El guión no solo apresura la narración, sino también olvida que los personajes son más que instrumentos de miedo. Kate se desmorona tan pronto que incluso un maniquí la asusta, lo que provoca que ciertas secuencias muy predecibles se sientan a veces forzadas. Todo esto ocasiona que el espectador se distraiga ante algunos movimientos de cámara que podrían resultar más inquietantes. Así, la cinta de Sigismondi pudo aprovechar de manera más contundente las capacidades tétricas de la directora (comprobadísimas en The Beautiful People) y el horror psicológico de James. Digo, por momento lo logra. Por momento sentimos el laberinto de la mente que se disloca; por momentos sentimos el terror de perder sentido; por momentos, vivimos dentro de un pensamiento repetitivo y asfixiante.

Sin embargo, no basta este loop tétrico o la siempre pertinente actuación de Mackenzie Davis o la revelación de Brooklynn Prince para salvar esta película de sus propias torpezas. Tal vez, The Turning quiso ser más de lo que era y el guión quedó muy corto. Tal vez, Sigismondi no pudo controlar, como en el universo claustrofóbico de los videos musicales y de las series de televisión (también ha dirigido las maravillosas The Handmaids Tale, Daredevil y American Gods), el ambiente macabro de un largometraje comercial. Tal vez, simplemente, estamos demasiado acostumbrados a los jumpscares predecibles y a las vuelta de tuerca adaptadas a Hollywood. Así, The Turning es una película demasiado extraña para este segmento de mercado: muy original para ser horror chatarra, y muy chatarra para alcanzar los niveles de otros grandes autores de horror estadounidense contemporáneo. En cualquier caso, es un intento interesante que tú, querido lector, deberás juzgar desde la trinchera laberíntica de tu propia mente.

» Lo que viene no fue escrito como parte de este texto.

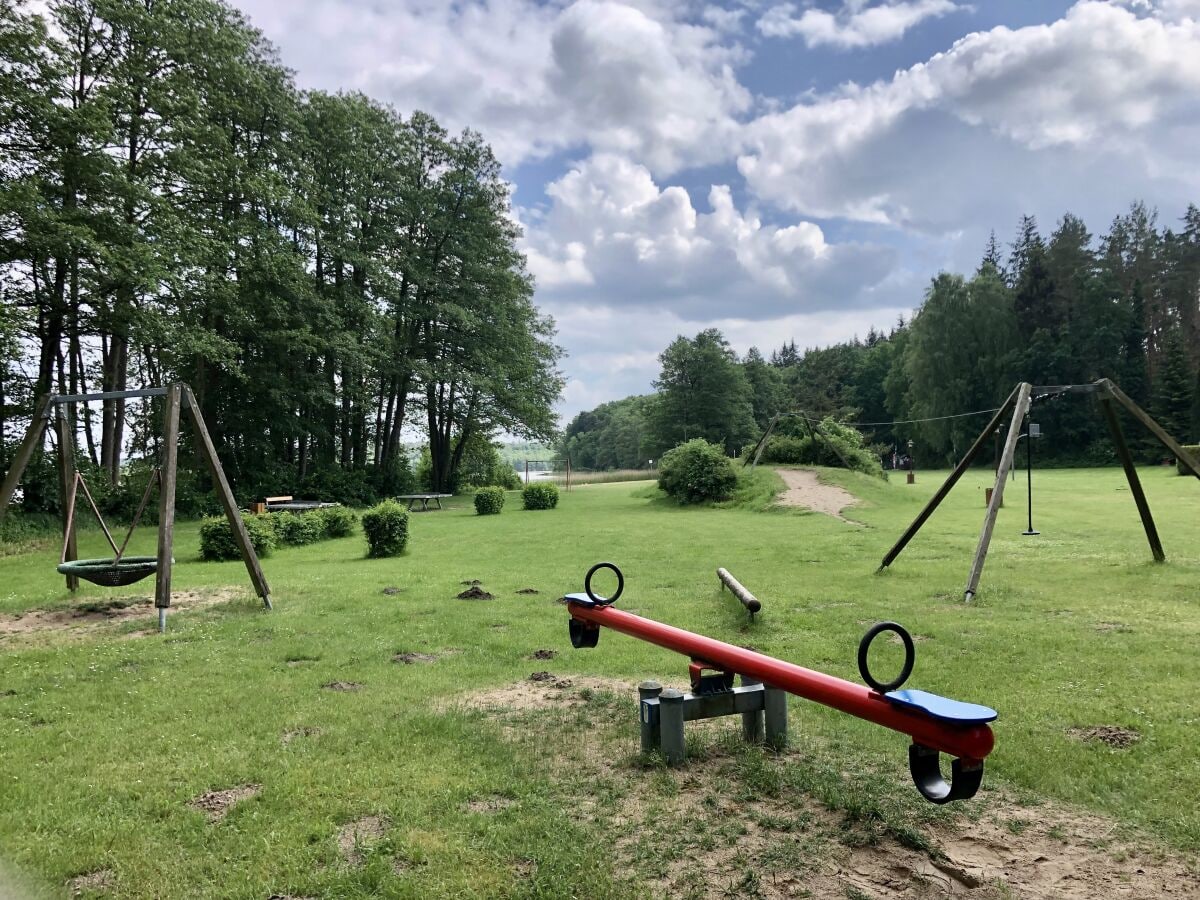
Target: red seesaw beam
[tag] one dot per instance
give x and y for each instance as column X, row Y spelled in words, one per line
column 970, row 743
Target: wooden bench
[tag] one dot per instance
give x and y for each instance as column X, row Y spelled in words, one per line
column 424, row 499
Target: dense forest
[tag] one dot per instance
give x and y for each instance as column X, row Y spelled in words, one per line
column 330, row 276
column 1060, row 310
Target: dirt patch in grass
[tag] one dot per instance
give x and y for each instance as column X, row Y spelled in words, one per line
column 805, row 490
column 489, row 805
column 358, row 837
column 305, row 731
column 101, row 880
column 1113, row 736
column 475, row 593
column 532, row 696
column 411, row 658
column 89, row 617
column 216, row 804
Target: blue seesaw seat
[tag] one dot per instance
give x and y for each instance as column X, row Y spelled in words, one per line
column 945, row 709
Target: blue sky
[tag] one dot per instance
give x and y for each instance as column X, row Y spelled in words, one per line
column 781, row 171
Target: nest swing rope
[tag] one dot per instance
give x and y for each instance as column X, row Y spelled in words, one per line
column 120, row 570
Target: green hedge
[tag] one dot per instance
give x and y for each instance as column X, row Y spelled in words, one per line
column 697, row 472
column 217, row 543
column 1193, row 451
column 489, row 501
column 543, row 495
column 387, row 529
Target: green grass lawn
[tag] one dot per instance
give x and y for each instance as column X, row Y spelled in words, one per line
column 108, row 738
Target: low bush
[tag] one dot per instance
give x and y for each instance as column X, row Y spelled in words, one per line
column 1193, row 450
column 217, row 543
column 336, row 521
column 697, row 472
column 385, row 527
column 489, row 501
column 541, row 495
column 298, row 529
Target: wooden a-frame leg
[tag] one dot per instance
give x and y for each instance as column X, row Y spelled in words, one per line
column 1139, row 496
column 31, row 441
column 964, row 463
column 997, row 495
column 228, row 503
column 167, row 504
column 67, row 471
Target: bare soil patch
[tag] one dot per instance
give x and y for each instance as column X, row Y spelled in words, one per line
column 532, row 696
column 305, row 731
column 358, row 837
column 94, row 615
column 805, row 490
column 486, row 805
column 90, row 882
column 1113, row 736
column 216, row 804
column 475, row 593
column 411, row 658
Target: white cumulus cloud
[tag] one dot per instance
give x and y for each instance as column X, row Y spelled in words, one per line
column 855, row 25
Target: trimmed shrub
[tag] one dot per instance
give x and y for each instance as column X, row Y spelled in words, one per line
column 541, row 495
column 1193, row 451
column 387, row 529
column 697, row 472
column 299, row 529
column 489, row 501
column 335, row 521
column 217, row 543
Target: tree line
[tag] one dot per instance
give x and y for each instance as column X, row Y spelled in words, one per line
column 1063, row 309
column 325, row 273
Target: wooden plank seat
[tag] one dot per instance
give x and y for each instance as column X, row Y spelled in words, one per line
column 424, row 499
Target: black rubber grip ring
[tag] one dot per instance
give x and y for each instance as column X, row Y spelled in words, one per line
column 864, row 646
column 601, row 600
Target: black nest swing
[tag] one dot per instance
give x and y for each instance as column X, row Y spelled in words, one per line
column 109, row 573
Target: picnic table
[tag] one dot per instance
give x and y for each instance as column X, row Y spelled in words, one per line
column 424, row 499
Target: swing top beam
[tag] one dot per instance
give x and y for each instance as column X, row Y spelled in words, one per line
column 67, row 399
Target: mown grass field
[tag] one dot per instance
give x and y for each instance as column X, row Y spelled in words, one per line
column 106, row 739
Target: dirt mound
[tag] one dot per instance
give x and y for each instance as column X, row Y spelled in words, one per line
column 475, row 593
column 355, row 838
column 1114, row 736
column 95, row 615
column 411, row 658
column 805, row 490
column 216, row 804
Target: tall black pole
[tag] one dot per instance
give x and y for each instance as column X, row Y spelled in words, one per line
column 1029, row 475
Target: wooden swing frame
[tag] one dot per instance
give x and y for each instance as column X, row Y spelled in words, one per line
column 178, row 397
column 1019, row 402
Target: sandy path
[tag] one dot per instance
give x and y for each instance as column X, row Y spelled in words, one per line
column 805, row 490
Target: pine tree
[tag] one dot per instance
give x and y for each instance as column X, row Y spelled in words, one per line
column 1174, row 389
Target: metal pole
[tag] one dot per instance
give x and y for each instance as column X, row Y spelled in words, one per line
column 1029, row 479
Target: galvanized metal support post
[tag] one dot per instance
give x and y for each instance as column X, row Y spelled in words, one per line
column 648, row 715
column 672, row 744
column 751, row 721
column 774, row 703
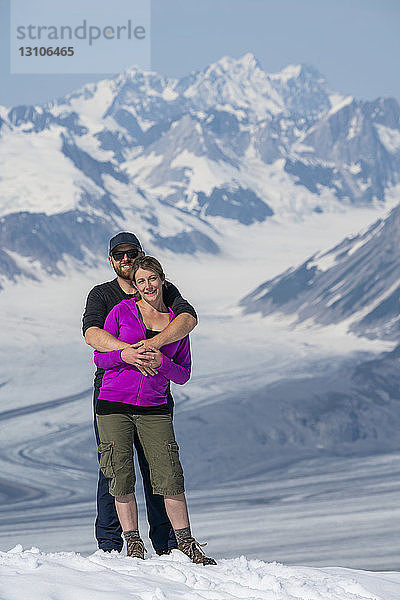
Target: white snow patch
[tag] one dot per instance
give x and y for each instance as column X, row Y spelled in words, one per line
column 100, row 576
column 389, row 137
column 35, row 175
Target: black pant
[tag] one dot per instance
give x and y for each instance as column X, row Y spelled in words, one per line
column 107, row 526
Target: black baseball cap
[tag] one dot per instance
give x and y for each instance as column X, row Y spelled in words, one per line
column 124, row 237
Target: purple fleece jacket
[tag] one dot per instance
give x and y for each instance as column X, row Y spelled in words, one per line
column 125, row 383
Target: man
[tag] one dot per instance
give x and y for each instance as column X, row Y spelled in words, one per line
column 124, row 248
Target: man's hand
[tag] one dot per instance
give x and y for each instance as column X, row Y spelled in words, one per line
column 156, row 356
column 144, row 361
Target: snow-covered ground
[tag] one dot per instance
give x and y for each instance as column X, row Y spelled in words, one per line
column 100, row 576
column 332, row 511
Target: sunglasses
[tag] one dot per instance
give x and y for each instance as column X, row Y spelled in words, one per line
column 119, row 254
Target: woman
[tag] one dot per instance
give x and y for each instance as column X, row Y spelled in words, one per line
column 129, row 402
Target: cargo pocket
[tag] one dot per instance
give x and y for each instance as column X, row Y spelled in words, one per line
column 173, row 451
column 106, row 459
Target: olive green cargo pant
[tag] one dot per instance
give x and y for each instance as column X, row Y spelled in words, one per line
column 156, row 434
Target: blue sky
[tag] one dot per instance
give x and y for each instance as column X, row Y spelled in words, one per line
column 354, row 43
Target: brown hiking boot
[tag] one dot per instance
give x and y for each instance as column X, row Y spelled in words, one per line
column 135, row 548
column 193, row 550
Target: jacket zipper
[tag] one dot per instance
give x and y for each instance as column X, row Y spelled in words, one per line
column 140, row 387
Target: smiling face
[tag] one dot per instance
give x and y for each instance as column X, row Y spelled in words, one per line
column 149, row 284
column 123, row 266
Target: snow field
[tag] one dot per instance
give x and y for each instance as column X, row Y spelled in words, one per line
column 68, row 576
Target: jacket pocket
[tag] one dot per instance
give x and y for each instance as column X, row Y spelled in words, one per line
column 106, row 459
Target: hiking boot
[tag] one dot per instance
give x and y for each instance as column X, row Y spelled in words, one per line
column 135, row 548
column 193, row 550
column 163, row 551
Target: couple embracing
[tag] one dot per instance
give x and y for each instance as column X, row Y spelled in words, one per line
column 138, row 325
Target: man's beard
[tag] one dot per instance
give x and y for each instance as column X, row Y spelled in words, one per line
column 127, row 275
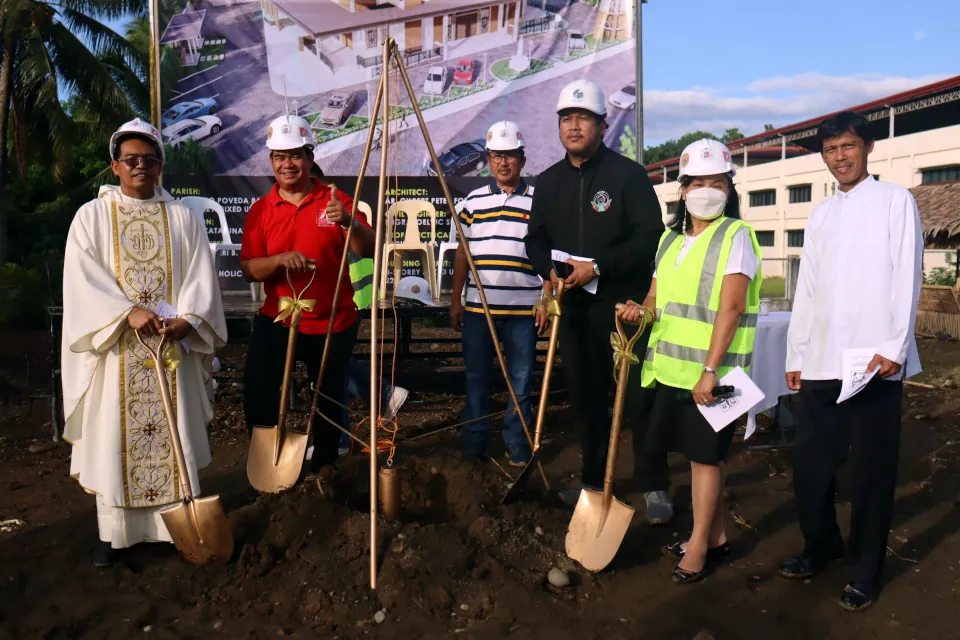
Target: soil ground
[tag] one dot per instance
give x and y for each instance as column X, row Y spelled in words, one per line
column 457, row 564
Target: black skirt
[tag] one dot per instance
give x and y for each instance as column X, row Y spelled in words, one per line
column 676, row 425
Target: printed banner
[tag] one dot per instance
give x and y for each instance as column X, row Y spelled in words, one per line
column 233, row 66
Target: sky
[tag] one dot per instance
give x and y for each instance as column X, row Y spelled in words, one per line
column 716, row 64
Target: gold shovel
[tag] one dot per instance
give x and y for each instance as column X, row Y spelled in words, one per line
column 600, row 521
column 277, row 453
column 198, row 526
column 553, row 310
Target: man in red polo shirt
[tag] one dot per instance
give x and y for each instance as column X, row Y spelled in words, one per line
column 301, row 224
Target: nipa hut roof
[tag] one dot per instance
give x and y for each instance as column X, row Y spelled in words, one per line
column 939, row 206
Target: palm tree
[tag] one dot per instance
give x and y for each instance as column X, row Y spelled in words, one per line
column 49, row 47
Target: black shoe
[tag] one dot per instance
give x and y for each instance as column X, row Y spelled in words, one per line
column 104, row 555
column 682, row 576
column 805, row 565
column 855, row 600
column 714, row 554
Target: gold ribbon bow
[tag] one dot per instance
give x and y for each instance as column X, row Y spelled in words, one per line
column 289, row 305
column 548, row 302
column 171, row 358
column 620, row 352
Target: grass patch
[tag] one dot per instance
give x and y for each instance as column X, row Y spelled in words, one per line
column 502, row 71
column 774, row 287
column 321, row 134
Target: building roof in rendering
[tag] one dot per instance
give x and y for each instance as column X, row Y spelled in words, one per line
column 939, row 206
column 328, row 18
column 184, row 26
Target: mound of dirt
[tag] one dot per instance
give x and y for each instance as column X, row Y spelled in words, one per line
column 454, row 559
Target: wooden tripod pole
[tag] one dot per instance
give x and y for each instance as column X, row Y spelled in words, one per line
column 466, row 250
column 344, row 260
column 374, row 319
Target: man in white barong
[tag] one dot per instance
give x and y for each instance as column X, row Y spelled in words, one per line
column 136, row 255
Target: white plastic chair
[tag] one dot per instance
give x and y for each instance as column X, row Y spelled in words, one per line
column 198, row 207
column 411, row 242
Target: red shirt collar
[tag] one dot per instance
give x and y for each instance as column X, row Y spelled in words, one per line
column 318, row 191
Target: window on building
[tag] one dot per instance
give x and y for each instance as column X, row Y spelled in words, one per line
column 765, row 198
column 801, row 193
column 941, row 174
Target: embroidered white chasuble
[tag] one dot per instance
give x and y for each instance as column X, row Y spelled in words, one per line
column 121, row 253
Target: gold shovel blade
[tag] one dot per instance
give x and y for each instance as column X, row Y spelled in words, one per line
column 268, row 474
column 587, row 542
column 200, row 530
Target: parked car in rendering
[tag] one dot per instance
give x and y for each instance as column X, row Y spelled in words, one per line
column 575, row 39
column 194, row 129
column 190, row 109
column 463, row 73
column 626, row 97
column 338, row 108
column 436, row 81
column 461, row 159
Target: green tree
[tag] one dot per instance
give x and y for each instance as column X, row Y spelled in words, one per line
column 52, row 46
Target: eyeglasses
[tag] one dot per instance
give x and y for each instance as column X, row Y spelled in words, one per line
column 280, row 158
column 148, row 162
column 498, row 158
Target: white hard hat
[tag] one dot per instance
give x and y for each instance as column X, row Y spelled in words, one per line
column 289, row 132
column 583, row 94
column 415, row 288
column 504, row 136
column 137, row 128
column 706, row 157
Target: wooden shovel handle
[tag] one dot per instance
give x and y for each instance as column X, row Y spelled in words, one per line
column 169, row 411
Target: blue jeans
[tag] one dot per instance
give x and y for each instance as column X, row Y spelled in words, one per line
column 358, row 386
column 519, row 338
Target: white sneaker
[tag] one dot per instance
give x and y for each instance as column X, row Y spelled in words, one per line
column 396, row 401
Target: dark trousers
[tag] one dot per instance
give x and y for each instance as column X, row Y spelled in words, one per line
column 587, row 358
column 263, row 375
column 867, row 424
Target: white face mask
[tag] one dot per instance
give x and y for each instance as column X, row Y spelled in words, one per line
column 706, row 203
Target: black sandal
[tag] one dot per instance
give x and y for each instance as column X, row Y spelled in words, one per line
column 714, row 554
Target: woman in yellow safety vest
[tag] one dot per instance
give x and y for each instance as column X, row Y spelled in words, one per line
column 706, row 295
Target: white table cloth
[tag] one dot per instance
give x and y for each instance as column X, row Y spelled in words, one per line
column 768, row 369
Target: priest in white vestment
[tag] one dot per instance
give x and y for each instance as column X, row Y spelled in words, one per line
column 134, row 255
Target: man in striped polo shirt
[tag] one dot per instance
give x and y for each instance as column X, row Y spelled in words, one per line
column 494, row 219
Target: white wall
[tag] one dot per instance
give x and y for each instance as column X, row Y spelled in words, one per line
column 899, row 160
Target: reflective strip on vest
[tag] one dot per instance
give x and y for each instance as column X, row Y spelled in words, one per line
column 361, row 276
column 679, row 352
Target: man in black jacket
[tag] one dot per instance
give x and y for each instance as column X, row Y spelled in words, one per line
column 600, row 208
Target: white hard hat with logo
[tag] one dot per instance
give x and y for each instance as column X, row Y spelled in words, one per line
column 504, row 136
column 583, row 94
column 137, row 128
column 289, row 132
column 415, row 288
column 706, row 157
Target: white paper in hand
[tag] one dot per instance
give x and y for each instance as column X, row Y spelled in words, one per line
column 855, row 374
column 747, row 395
column 563, row 256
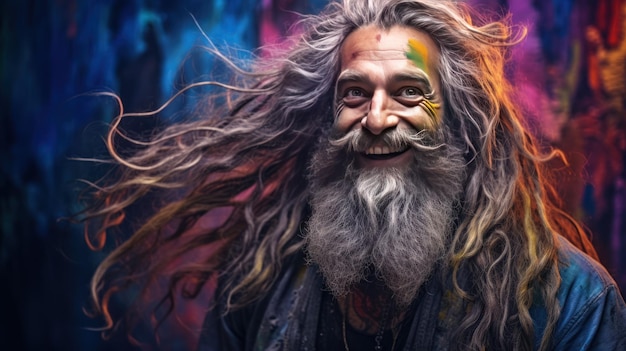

(Foto: Universal Pictures)

Lo bueno
  • Brooklynn Prince, quien da vida a la pequeña Flora, es una enorme revelación,
  • mientras que Finn Wolfhard consigue convertirse en un verdadero cretino. Ambas son buenas actuaciones.
  • Aunque de alguna forma Mackenzie Davis, a quien recientemente también vimos en Terminator: Dark Fate, me parece que fue muy desaprovechada… también logra evocar el estrés que significa estar atrapada en un laberinto.
  • Es una adaptación del libro The Turn of the Screw, de Henry James, así que eso la vuelve muy ambiciosa.
  • Y por último, que funciona muy bien como una metáfora de la locura.
Lo malo
  • Si pretendes ver The Turning para inyectarte unas buenas dosis de terror, no esperes que eso ocurra. No asusta a nadie.
  • El guión de Carey y Chad Hayes en serio deja mucho qué desear.
  • Y la hace predecible.
Veredicto

Seré honesto. Cuando terminó The Turning no supe exactamente qué pensar. Es difícil sopesar el significado de una película que no pretende ser convencional. Lo primero que escupí al salir del cine fue ‘¿qué rayos acabo de ver?’, porque en principio no había comprendido nada. Era una vuelta sin tuerca, pero quizá… deba dejar que tú mismo des tu propio veredicto.